U wie Umstrukturierung als betriebsbedingter Kündigungsgrund

Rechtsanwalt Jörg Halbe, LL.M. oec.

Gerade in wirtschaftlich schweren Zeiten sehen sich Arbeitgeber, etwa um bei ausbleibendem Umsatz Personalkosten zu sparen, zur Umstrukturierung und Rationalisierung von Betriebsabläufen veranlasst. Dabei können Arbeitgeber im Rahmen ihrer unternehmerischen Freiheit durchaus Maßnahmen zur Umstrukturierung und Rationalisierung von Betriebsabläufen treffen, die sich mindernd auf die benötigte Stärke der Belegschaft auswirken. Hierzu gehören etwa die Einführung von technischen Neuerungen, durch die menschliche Arbeitskraft ersetzt wird oder aber auch die Verschlankung von Hierarchieebenen sowie sonstige Maßnahmen zur Leistungsverdichtung.

Ob diese Maßnahmen aus betriebswirtschaftlicher Sicht Sinn machen, ist für die Beurteilung der Wirksamkeit einer hierauf gestützten betriebsbedingten Kündigung ohne Belang. Besteht die Unternehmerentscheidung allerdings allein in dem Entschluss, einem oder mehreren Arbeitnehmern zu kündigen, so kann diese Entscheidung des Arbeitgebers, was schon aus dem Kündigungsschutzgesetz folgt, nicht frei sein. Eine solche Kündigung wäre zwingend unwirksam. Entscheidend ist also, ob durch die Umstrukturierungsmaßnahmen der Bedarf an Arbeitskraft im Betrieb tatsächlich entfällt. Dies hat der kündigende Arbeitgeber im Kündigungsschutzprozess en detail darzulegen und zu beweisen. Dem gegen die betriebsbedingte Kündigung klagenden Arbeitnehmer reicht insoweit zunächst bloßes Bestreiten.

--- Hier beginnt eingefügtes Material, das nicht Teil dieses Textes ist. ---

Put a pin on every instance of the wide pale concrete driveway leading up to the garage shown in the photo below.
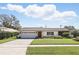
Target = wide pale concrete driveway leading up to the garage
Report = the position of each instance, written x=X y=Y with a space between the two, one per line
x=16 y=47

Soll zum Beispiel die Führungsstruktur im Betrieb durch Wegfall von einzelnen Stellen oder einer ganzen Hierarchieebene schlanker werden, reicht es zum Nachweis des innerbetrieblichen Kündigungsgrundes nicht aus, wenn der Arbeitgeber im Kündigungsschutzprozess lediglich das neue Organigramm seines Betriebes vorlegt. Der Arbeitgeber hat vielmehr darzulegen, wie die im Betrieb anfallenden Arbeiten nach Umsetzung der von ihm nachweisbar getroffenen Unternehmensentscheidung vom verbliebenen Personal ohne überobligationsmäßige Leistungen bewältigt werden. Im ersten Schritt ist hierbei vom Arbeitgeber zu dokumentieren, mit welchen Aufgaben der von der Kündigung betroffene Arbeitnehmer in welchem zeitlichen Umfang jeweils beschäftigt war. Im zweiten Schritt ist durch Schilderung der Arbeitsabläufe darzulegen, welche der einzelnen Tätigkeiten des gekündigten Arbeitnehmers nicht mehr gebraucht werden und welche der Aufgaben nach vollzogener Umstrukturierung von anderen Mitarbeitern übernommen werden können. Entschließt sich der Arbeitgeber etwa zur Einführung neuer Fertigungstechniken oder Maschinen, so hat er dem Arbeitsgericht im Kündigungsschutzprozess nachzuweisen, dass er die betreffenden Maschinen tatsächlich angeschafft hat und dass sich hierdurch der von der Kündigung betroffene „menschliche“ Arbeitsplatz einsparen lässt.

Kann der Arbeitgeber den danach zur Rechtsfertigung einer betriebsbedingten Kündigung geforderten Nachweis nicht erbringen, ist die Kündigung unwirksam – eine hiergegen gerichtete Kündigungsschutzklage hat Erfolg.